I had the feeling I now owned this sleeping thing. True, it was a splendid specimen, good bones, a true heart and a marvelous pelt. It could cook and adore and it had a talent for making love. Sew it into burlap and roll it in the mud and it would still be, unmistakably, a lady. You could take it anywhere.

But I wasn’t built for owning, nor for anything which lasts. I could mend her spirit, only to go on and break her loving heart. And she would probably think it a poor bargain when the time came.

All the little gods of irony must whoop and weep and roll on the floors of Olympus when they tune in on the night thoughts of a truly fatuous male.

And I hold several international records.

Diez

I DID not know how she would be in the morning. I could only hope that she would not be bubbly, girlish and coy.

She was pouring juice when I went into the galley, and she turned gravely to be kissed, knowing it her due. A little tilt to the dark head. A flicker of appraisal in slanted eyes.

“Temperature normal, pulse normal, patient starving,” she said.

“What?”

“McGee’s clinic. Morning report.

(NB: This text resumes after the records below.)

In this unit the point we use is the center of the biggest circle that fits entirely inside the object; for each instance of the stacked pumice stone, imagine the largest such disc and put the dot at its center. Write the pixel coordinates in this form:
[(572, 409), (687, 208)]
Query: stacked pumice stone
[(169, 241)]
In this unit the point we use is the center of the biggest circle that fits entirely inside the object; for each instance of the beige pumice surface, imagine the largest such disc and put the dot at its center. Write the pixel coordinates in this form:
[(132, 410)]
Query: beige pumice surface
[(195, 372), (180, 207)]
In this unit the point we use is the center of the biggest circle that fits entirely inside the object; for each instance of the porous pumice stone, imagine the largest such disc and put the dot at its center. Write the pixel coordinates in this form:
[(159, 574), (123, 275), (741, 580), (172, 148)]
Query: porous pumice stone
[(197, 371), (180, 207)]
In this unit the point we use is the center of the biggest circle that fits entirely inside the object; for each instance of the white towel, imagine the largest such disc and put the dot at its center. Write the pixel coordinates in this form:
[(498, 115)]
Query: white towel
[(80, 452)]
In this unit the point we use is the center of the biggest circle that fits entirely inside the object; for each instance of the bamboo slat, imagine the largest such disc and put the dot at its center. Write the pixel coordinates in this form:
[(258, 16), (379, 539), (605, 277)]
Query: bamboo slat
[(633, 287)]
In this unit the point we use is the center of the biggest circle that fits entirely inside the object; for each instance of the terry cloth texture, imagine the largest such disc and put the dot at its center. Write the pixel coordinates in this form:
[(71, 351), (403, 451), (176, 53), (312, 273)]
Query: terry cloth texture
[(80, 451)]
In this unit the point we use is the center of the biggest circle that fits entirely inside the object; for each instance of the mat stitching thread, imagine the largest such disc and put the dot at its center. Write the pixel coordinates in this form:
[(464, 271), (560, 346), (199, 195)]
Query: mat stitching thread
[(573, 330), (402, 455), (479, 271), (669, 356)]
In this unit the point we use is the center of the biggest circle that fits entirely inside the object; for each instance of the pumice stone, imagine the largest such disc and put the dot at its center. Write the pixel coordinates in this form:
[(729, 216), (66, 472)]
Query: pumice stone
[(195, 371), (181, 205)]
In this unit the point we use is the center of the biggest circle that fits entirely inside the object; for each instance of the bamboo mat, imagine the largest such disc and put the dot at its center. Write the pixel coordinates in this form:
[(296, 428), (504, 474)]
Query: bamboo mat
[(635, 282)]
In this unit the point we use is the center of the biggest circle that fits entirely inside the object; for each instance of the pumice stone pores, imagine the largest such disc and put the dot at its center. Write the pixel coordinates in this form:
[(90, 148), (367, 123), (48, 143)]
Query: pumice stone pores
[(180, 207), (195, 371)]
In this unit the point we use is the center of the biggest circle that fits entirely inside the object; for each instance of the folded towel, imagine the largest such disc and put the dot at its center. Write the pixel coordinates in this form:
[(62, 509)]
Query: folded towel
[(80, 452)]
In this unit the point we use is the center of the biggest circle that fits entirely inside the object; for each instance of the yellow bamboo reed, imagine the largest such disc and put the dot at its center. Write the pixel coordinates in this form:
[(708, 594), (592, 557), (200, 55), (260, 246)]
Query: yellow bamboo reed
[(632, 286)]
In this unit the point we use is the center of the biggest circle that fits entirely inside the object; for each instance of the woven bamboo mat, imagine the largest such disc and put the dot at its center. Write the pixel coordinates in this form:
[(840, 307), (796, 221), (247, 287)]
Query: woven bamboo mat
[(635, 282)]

I’m having poached.”

“Scrambled medium.”

“Yessir.”.

The breakfast was rather silent, but not with strain.

After pouring second coffees, she sat and looked at me and said, “I’m being a hell of a problem to you, Trav.”

“I worry about it every minute.”

“Thank you for patience and endurance. You have won the Lois Award.”

“Hang it with my other plaques.“

“I watched the dawn from your sun deck. It was a nice one, with thunderheads. I came to the astonishing conclusion that I better not try to give anything until I’ve built up something to give. Otherwise, it’s just taking.”

“In the morning I’m often anti-semantic.”

“Any future aggression, if there is any, will have to be yours.”

“Sounds valid.”

“And if there isn’t any, don’t go around worrying about what I might be thinking. Last night I collected on my assurance. in advance.”

“0kay.”

“Finish your coffee and come see what unskilled labor has done to your barge.”

The work was worth the admiration I gave it. I shooed her off to the beach, with all her gear. She was back in three minutes just to tell me that she couldn’t guarantee she wouldn’t get a little nutty from time to time, but she felt she was past the pill period, and then she headed back toward the beach, a lissome broad in her mirrored sunglasses, walking on good legs and she was far younger than her years, yet old as the sea she approached.

The operator tracked down Harry in New Vork, from one number to the next.

“In answer to your questions, laddy boy, it is mostly a yes. A few months back some very fine items made an appearance here and were you might say classic items, the kind you expect there should be a description, like perhaps on an insurance list. But they are clean, I am told. All Asiatic items, with, as usual, some of the faceted stuff cut freehand enough to take a smidgen off the value. They have appeared here and there and worked their way up through the Street, everybody taking the small edge a quality thing brings, and they are now mostly in the hands of the top houses being mounted in ways worthy of them, and you can find one advertised in The New Yorker as of present, page eighty-one, a retail to curl the three hairs I have remaining. It was a goodly number of top items, a minimum of ten, and perhaps no more than fifteen, unless somebody is holding tight. As to source, laddy boy, on the Street I found a word here, a word there, adding up to a smiling savage man, not by any means a fool, unloading one at a time, without haste, for cash, known to slam one man against a wall, and having no trouble thereafter, claiming he’d be back often with more of the same.”